Mackey’s eyes slid away from me. “I thought he fell.”

“Richard talked to you when he came to Ahiahi.” I tried to keep a dangerous edge out of my voice. I needed this man’s help.

Slowly, Lester nodded. “Just for a minute. Late that afternoon. He said he’d seen Johnnie and Johnnie’d told him how we staged the kidnapping. He asked me if Johnnie’d ever talked to me about later that night, the night CeeCee disappeared.”

The night that Johnnie went for a walk in the woods. Back to the cabin where CeeCee waited for the joke to continue.

I waited for Lester’s answer as Richard must have waited. Richard was looking for confirmation. I was looking for a name.

I knew the answer before it came, knew and raged within.

Lester massaged one temple. “But I told him I’d only talked to Johnnie once and he hadn’t said a word about that night. Not a word.”

So only Richard knew whom Johnnie saw with CeeCee.

Richard was dead.

Johnnie was dead.

I was suffused with despair. I’d come so far, certain I would know the truth of Richard’s death when I discovered who had sent me the poster.

Now, I knew.

But I didn’t know enough. And this man couldn’t really help me. I stared out at the tower of water wavering in the limpid air.

Lester gripped the green knob of the fence post. “Ever since CeeCee was killed, I wake up in the night scared to death. Something’s wrong, dreadfully wrong. At first I don’t know what it is, and then I remember, I remember.” Spouting Horn gave its mournful moan. “But I couldn’t believe it was one of the kids. I couldn’t believe it.”

Wouldn’t believe it.

He put his hands together, cracked the knuckles. “Your husband could have fallen. Anybody can fall. But Belle’s accident last year—I kept thinking about it. At first I was just so glad she was alive. But I kept thinking about the brakes going out. And then I thought about your husband and the fact that everyone was coming now. And I was scared.”

“So you sent that poster to me.” Lester with his artistic talents and his reluctance ever to be noticed.

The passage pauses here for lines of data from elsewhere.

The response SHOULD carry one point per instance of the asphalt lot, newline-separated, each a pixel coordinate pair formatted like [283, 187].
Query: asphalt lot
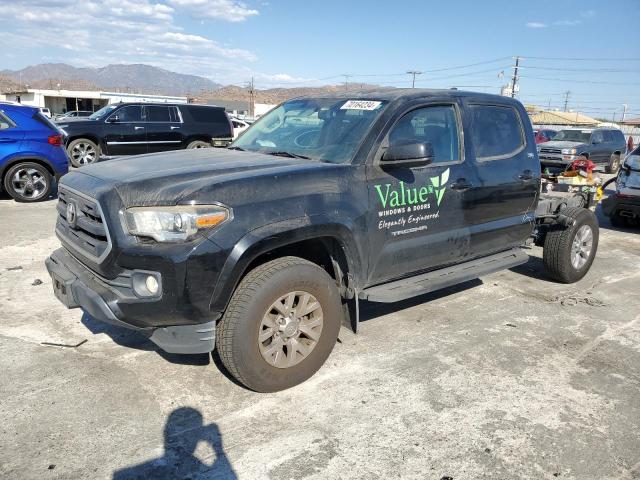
[512, 376]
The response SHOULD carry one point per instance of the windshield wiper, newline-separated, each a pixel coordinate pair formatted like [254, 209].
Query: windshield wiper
[282, 153]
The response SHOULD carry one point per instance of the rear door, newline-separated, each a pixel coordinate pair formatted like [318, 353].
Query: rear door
[501, 206]
[164, 129]
[125, 131]
[417, 214]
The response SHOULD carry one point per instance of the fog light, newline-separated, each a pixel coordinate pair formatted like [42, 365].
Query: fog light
[146, 284]
[152, 284]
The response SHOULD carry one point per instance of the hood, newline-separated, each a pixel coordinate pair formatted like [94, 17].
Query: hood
[561, 144]
[181, 176]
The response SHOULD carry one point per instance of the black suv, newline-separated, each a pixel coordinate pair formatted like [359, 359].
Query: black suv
[136, 128]
[601, 145]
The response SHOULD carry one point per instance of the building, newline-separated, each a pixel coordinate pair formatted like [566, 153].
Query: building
[240, 108]
[61, 101]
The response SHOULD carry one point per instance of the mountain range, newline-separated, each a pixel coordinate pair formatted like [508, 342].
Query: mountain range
[133, 77]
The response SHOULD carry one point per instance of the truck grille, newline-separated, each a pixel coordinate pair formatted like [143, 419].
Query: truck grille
[81, 225]
[556, 151]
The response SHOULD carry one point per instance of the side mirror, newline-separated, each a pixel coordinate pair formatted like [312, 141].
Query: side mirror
[408, 155]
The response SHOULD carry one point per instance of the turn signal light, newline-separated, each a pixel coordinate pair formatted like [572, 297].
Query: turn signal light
[55, 140]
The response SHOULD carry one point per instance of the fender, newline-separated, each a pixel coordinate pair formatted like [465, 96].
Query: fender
[275, 235]
[12, 160]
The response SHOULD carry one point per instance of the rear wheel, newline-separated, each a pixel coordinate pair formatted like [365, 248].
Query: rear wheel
[281, 324]
[614, 164]
[83, 152]
[569, 251]
[198, 144]
[28, 182]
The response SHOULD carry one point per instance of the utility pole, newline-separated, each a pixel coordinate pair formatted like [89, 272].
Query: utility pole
[514, 79]
[251, 98]
[566, 99]
[413, 74]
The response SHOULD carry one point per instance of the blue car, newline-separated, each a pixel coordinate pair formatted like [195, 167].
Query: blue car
[32, 154]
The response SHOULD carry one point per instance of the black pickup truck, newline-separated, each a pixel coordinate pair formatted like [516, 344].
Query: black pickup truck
[264, 249]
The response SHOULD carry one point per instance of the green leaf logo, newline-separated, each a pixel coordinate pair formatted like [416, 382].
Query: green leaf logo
[439, 185]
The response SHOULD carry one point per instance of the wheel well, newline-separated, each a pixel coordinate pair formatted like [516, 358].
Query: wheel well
[327, 252]
[11, 163]
[93, 138]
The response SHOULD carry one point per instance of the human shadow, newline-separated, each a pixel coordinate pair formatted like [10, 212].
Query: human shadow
[182, 433]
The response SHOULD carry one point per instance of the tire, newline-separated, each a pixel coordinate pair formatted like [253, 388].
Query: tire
[242, 352]
[83, 151]
[559, 252]
[198, 144]
[28, 182]
[614, 164]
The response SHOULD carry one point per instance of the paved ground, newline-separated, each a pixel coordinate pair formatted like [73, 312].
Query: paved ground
[509, 377]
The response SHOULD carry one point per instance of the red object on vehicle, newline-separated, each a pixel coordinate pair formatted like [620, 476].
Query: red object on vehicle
[583, 163]
[55, 140]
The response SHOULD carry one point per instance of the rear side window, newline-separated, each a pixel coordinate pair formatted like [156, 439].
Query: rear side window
[157, 114]
[618, 136]
[132, 113]
[497, 132]
[5, 122]
[207, 114]
[436, 125]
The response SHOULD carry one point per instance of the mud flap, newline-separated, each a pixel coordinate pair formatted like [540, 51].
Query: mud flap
[351, 317]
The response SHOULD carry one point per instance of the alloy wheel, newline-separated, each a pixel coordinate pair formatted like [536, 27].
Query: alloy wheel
[290, 329]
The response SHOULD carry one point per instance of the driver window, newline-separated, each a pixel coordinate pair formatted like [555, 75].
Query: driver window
[597, 137]
[437, 125]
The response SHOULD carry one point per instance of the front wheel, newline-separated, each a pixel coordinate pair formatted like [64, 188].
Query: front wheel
[83, 152]
[569, 251]
[28, 182]
[281, 324]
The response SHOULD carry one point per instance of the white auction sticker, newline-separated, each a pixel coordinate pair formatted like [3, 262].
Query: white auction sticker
[360, 105]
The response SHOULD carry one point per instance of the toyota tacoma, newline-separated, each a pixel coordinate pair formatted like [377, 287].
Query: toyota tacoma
[263, 250]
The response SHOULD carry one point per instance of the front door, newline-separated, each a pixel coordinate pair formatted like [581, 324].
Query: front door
[418, 214]
[126, 131]
[164, 128]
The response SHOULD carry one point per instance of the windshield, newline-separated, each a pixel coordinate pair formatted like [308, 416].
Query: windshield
[102, 112]
[324, 129]
[581, 136]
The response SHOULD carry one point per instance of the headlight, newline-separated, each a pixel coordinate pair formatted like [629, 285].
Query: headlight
[174, 224]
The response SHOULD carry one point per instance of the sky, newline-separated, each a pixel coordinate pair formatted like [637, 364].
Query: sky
[588, 48]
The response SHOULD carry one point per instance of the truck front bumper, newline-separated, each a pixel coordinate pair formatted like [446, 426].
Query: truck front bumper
[78, 287]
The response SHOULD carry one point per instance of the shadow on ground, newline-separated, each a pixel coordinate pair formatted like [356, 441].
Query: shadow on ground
[183, 432]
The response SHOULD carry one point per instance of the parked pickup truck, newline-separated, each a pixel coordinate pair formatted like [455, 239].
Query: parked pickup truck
[604, 146]
[264, 249]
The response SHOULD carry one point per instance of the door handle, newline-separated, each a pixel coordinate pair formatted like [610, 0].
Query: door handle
[461, 185]
[526, 175]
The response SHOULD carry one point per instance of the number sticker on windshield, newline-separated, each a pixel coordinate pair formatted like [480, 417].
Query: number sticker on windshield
[360, 105]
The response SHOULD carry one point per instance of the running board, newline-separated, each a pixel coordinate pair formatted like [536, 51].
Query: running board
[445, 277]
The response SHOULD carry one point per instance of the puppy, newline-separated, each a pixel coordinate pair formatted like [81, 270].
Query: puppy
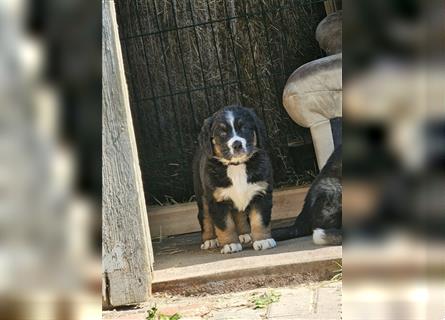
[233, 181]
[322, 209]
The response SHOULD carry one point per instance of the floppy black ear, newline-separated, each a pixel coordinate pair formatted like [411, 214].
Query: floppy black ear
[260, 130]
[205, 137]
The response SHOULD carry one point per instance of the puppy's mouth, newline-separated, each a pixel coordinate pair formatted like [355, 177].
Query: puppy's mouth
[237, 158]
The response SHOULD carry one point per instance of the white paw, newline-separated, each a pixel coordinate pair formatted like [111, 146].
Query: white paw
[264, 244]
[244, 238]
[231, 248]
[210, 244]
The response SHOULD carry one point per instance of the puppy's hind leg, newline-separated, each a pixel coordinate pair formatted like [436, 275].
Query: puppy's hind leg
[260, 216]
[225, 228]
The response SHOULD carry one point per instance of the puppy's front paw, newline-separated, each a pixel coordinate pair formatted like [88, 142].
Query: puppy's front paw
[245, 238]
[231, 248]
[210, 244]
[264, 244]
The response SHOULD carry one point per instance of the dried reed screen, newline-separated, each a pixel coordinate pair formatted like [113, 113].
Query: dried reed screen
[186, 59]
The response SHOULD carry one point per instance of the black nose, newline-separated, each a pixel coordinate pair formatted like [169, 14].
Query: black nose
[237, 145]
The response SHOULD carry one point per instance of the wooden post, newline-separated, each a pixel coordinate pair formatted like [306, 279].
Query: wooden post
[126, 244]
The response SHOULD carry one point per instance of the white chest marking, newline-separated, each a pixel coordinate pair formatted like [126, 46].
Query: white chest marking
[240, 192]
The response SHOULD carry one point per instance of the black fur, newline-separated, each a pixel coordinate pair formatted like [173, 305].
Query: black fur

Defiantly, Lester met my eyes. “I thought if you came, maybe you could prove it one way or the other. I thought maybe I was crazy, making it all up, because everything’s been so weird since the lake. But when you said Johnnie drowned, just a couple of weeks after your husband came here, then I knew. Johnnie never stumbled off his pier. I don’t care how drunk he was. Somebody killed Johnnie. That means somebody here killed your husband, and that means…”

Someone in the family killed CeeCee at the lake. And tried to kill Belle here.

Add up the column. Tally the figures.

“Lester,” my voice was insistent, “the letter you found in your car, the letter setting up the joke. Who signed it?”

He licked his lips. “It had to be forged.”

“Lester, who signed it? Who did Johnnie Rodriguez see at the cabin?”

“It’s all so tangled. It doesn’t fit together. And why the hell didn’t Johnnie tell me if he saw anyone at the cabin? I’m the one he should have told.” His voice was sullen.

“What would you have done?” I asked bitterly.

“I’d have done something. And now, now I don’t know what to do.”

“You’ve got to tell Belle everything. We have to warn her.”

He stepped back, glared at me. “We can’t tell her. Listen, let me see what I can find out.”

“What do you know?” By God, he knew something!

“I don’t know anything. I can’t blame somebody if I don’t know.” His anguish was clear. He turned away, hurried down the sidewalk, his head lowered.

I ran after him. “Lester, tell me who signed that letter.”

He shook his head. “That’s not the answer. I know it’s not.” He walked faster.

“Lester, damn you,” and I shouted it, “tell me!”

He broke into a run, loped to his car. I followed as fast as I could. I didn’t care that curious faces turned toward me. But the car peeled out of the lot, leaving me standing in its dust.